# Solved: xhtml Validation Error



## skyhigh007 (Jun 17, 2004)

Hi

What does it mean by "document type does not allow element "input" here; missing one of "p", "h1", "h2", "h3", "h4", "h5", "h6", "div", "pre", "address", "fieldset", "ins", "del" start-tag." ?


```
<div id="subscription"><form method="post" action="checkMail.php"><input class="address" type="text" name="email" size="20" /> <input class="submit_it" type="submit"  value="" /></form>
```
Thanks


----------



## tomdkat (May 6, 2006)

Could you post a link to the validation error? Without seeing any context of the error, namely the highlighted area of HTML, I'm thinking the validator wants or expects an element of the specified type to precede the "input" tag.

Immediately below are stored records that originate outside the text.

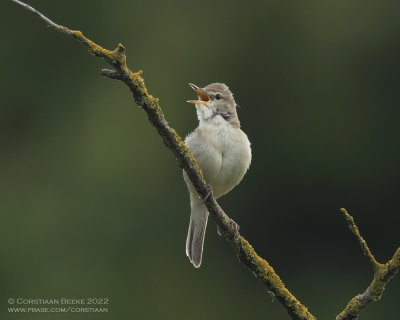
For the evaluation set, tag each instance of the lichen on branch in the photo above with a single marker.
(383, 273)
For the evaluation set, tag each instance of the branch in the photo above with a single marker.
(383, 273)
(259, 267)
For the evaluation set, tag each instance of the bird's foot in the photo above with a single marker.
(209, 192)
(235, 226)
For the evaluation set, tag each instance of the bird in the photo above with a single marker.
(223, 152)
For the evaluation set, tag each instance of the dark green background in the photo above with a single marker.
(93, 204)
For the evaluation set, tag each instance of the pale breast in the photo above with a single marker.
(223, 153)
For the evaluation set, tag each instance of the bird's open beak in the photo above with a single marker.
(203, 96)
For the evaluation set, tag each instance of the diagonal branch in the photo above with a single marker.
(383, 273)
(259, 267)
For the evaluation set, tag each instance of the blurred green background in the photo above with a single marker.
(93, 204)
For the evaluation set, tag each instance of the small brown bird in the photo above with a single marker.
(222, 151)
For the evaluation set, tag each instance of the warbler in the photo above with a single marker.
(222, 151)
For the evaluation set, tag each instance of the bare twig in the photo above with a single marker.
(383, 273)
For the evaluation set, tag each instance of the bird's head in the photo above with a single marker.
(215, 100)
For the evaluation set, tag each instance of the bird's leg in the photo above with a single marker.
(209, 192)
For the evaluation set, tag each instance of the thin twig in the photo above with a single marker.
(259, 267)
(383, 273)
(354, 229)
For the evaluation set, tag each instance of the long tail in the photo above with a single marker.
(197, 231)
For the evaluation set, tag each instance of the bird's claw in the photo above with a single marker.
(209, 192)
(235, 228)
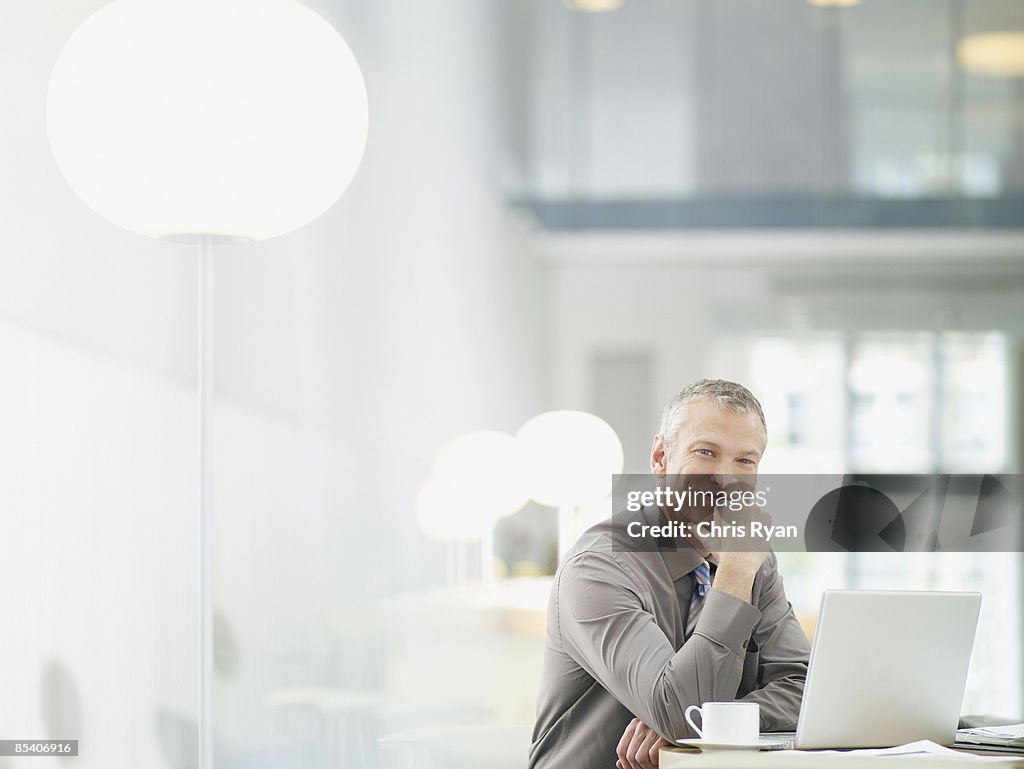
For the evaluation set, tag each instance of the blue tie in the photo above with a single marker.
(701, 584)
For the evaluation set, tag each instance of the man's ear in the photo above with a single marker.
(658, 458)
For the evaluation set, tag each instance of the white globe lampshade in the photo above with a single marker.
(242, 119)
(569, 457)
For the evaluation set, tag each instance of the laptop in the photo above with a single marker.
(887, 668)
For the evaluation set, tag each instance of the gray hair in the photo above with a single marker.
(727, 394)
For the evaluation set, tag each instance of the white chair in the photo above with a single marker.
(494, 746)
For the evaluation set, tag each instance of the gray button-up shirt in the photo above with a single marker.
(615, 648)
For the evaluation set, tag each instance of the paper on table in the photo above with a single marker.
(1011, 735)
(919, 750)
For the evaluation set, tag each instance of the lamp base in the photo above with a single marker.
(195, 239)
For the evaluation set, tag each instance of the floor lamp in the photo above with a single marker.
(207, 122)
(571, 458)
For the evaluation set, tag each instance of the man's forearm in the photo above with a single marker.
(736, 580)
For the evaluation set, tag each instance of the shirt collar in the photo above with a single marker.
(679, 556)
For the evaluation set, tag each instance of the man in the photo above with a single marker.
(635, 637)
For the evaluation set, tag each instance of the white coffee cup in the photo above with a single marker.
(727, 723)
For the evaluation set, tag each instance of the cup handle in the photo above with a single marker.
(689, 721)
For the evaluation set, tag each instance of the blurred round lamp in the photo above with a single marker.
(239, 119)
(594, 6)
(569, 457)
(993, 53)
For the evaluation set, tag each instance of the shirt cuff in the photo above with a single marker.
(727, 621)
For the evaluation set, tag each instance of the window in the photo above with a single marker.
(890, 402)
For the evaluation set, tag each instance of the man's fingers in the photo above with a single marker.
(655, 751)
(624, 741)
(633, 752)
(643, 752)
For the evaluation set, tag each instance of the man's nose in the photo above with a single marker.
(721, 478)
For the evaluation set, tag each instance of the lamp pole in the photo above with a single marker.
(205, 392)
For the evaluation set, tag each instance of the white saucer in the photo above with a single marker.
(759, 745)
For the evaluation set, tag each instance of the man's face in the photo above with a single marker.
(715, 447)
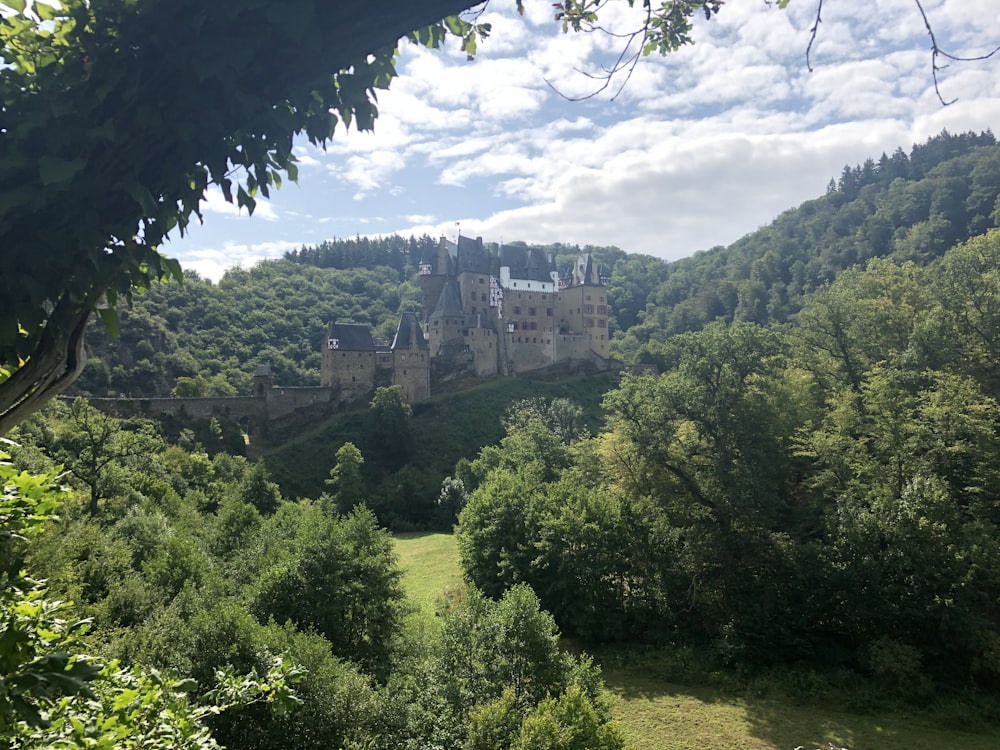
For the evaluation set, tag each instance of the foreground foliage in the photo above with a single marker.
(823, 494)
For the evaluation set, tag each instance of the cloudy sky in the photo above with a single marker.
(698, 149)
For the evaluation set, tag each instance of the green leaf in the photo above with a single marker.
(110, 318)
(52, 169)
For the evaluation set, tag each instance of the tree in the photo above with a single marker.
(345, 478)
(92, 445)
(391, 426)
(117, 115)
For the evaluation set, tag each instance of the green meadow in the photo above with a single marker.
(659, 714)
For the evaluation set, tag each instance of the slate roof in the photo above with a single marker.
(527, 263)
(351, 337)
(472, 256)
(585, 271)
(409, 335)
(449, 304)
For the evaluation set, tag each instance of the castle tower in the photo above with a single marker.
(411, 359)
(446, 322)
(348, 359)
(583, 305)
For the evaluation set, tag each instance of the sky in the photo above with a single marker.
(697, 149)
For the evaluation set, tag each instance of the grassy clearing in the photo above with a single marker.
(430, 570)
(658, 714)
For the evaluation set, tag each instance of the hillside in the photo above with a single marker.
(902, 207)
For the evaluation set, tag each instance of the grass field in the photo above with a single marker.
(657, 714)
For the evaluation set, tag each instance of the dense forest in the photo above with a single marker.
(807, 487)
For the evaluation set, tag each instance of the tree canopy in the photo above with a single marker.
(117, 115)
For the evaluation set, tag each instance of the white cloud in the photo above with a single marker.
(215, 203)
(699, 148)
(211, 263)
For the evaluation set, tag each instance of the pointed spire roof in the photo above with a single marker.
(409, 335)
(350, 337)
(449, 304)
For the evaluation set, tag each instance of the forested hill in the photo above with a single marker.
(906, 207)
(206, 339)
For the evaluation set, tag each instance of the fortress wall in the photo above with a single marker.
(482, 344)
(235, 407)
(283, 401)
(572, 346)
(533, 349)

What DOCTYPE are you using?

EDIT: Here is a XHTML form that validates:

```
<!DOCTYPE html PUBLIC "-//W3C//DTD XHTML 1.0 Transitional//EN" "http://www.w3.org/TR/xhtml1/DTD/xhtml1-transitional.dtd">
<html xmlns="http://www.w3.org/1999/xhtml">
<head>
  <meta content="text/html; charset=ISO-8859-1"
 http-equiv="content-type" />
  <title>XHTML Form</title>
</head>
<body>
<form method="post" action="submit.pl"><input
 size="20" name="address" /><br />
  <input value="submit" type="submit" /></form>
<br />
<form method="post" action="checkMail.php"><input
 class="address" name="email" size="20" type="text" />
  <input class="submit_it" value="" type="submit" /></form>
</body>
</html>
```
Peace...


----------



## skyhigh007 (Jun 17, 2004)

Here is the link Here


----------



## Eriksrocks (Aug 7, 2005)

tomdkat said:


> EDIT: Here is a XHTML form that validates:


But it doesn't validate against XHTML Scrict, the DOCTYPE being used in the page in question (although you wouldn't have known that because you posted before the link was posted). 

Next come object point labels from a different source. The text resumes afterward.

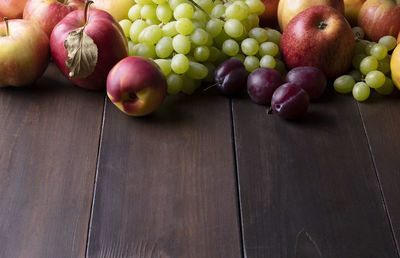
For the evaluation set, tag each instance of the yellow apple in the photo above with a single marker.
(287, 9)
(395, 66)
(351, 10)
(117, 8)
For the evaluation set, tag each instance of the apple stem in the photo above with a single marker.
(88, 3)
(7, 27)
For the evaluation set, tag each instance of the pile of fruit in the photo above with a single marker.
(141, 51)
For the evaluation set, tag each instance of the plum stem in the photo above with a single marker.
(88, 3)
(7, 27)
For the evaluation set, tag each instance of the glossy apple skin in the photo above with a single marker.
(136, 85)
(270, 16)
(47, 13)
(351, 10)
(106, 33)
(12, 9)
(24, 55)
(331, 49)
(117, 8)
(395, 66)
(379, 18)
(288, 9)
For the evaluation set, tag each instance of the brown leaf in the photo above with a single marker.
(82, 54)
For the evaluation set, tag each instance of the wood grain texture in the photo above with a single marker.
(313, 177)
(166, 183)
(49, 136)
(382, 124)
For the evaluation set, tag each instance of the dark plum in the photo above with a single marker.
(310, 78)
(262, 83)
(290, 101)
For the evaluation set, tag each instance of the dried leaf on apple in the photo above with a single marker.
(82, 54)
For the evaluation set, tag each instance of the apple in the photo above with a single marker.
(24, 52)
(136, 85)
(47, 13)
(395, 66)
(352, 9)
(12, 9)
(319, 36)
(287, 9)
(269, 18)
(86, 48)
(117, 8)
(379, 18)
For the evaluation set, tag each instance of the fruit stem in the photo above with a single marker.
(7, 27)
(88, 3)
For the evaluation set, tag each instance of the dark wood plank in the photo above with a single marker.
(382, 124)
(308, 188)
(166, 183)
(49, 136)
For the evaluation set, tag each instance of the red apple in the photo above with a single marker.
(287, 9)
(86, 45)
(136, 85)
(47, 13)
(24, 52)
(379, 18)
(321, 37)
(12, 9)
(270, 16)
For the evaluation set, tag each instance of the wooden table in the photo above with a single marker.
(205, 176)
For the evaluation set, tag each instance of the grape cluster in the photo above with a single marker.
(188, 39)
(371, 63)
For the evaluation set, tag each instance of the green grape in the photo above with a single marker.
(237, 11)
(214, 27)
(255, 6)
(274, 36)
(361, 91)
(134, 12)
(169, 29)
(199, 37)
(183, 10)
(379, 51)
(164, 13)
(258, 34)
(197, 71)
(165, 65)
(179, 63)
(268, 48)
(218, 11)
(214, 54)
(181, 44)
(389, 42)
(148, 11)
(230, 47)
(151, 34)
(368, 64)
(249, 46)
(375, 79)
(164, 47)
(137, 27)
(144, 50)
(251, 63)
(201, 53)
(387, 88)
(267, 61)
(184, 26)
(344, 84)
(175, 83)
(131, 48)
(126, 26)
(357, 75)
(233, 28)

I didn't know this before, but it turns out that in XHTML Strict you can't put fields directly within a tag. They must be nested within one of the tags listed in the error message ("p", "h1", "h2", "h3", "h4", "h5", "h6", "div", "pre", "address", "fieldset", "ins", "del"). 

So I'll demonstrate on tomdkat's example. If we were to just surround all of the input fields with a , and then surround the whole form with a :


```
<!DOCTYPE html PUBLIC "-//W3C//DTD XHTML 1.0 Strict//EN" "http://www.w3.org/TR/xhtml1/DTD/xhtml1-strict.dtd">
<html xmlns="http://www.w3.org/1999/xhtml">
<head>
<meta content="text/html; charset=ISO-8859-1" http-equiv="content-type" />
<title>XHTML Form</title>
</head>
<body>
[COLOR="Blue"][B]<div>[/B][/COLOR]
<form method="post" action="submit.pl">
[B][COLOR="Red"]<div>[/COLOR][/B]<input size="20" name="address" /><br />
<input value="submit" type="submit" />[COLOR="Red"][B]</div>[/B][/COLOR]</form>
<form method="post" action="checkMail.php">
[COLOR="Red"][B]<div>[/B][/COLOR]
<input class="address" name="email" size="20" type="text" />
<input class="submit_it" value="" type="submit" />[COLOR="Red"][B]</div>[/B][/COLOR]</form>
[COLOR="Blue"][B]</div>[/B][/COLOR]
</body>
</html>
```
It validates perfectly! 

Alternately you could use fieldsets, paragraphs, etc. as your containers instead of divs.


----------



## tomdkat (May 6, 2006)

Eriksrocks said:


> But it doesn't validate against XHTML Scrict, the DOCTYPE being used in the page in question (although you wouldn't have known that because you posted before the link was posted).


 



> I didn't know this before, but it turns out that in XHTML Strict you can't put fields directly within a tag. They must be nested within one of the tags listed in the error message ("p", "h1", "h2", "h3", "h4", "h5", "h6", "div", "pre", "address", "fieldset", "ins", "del").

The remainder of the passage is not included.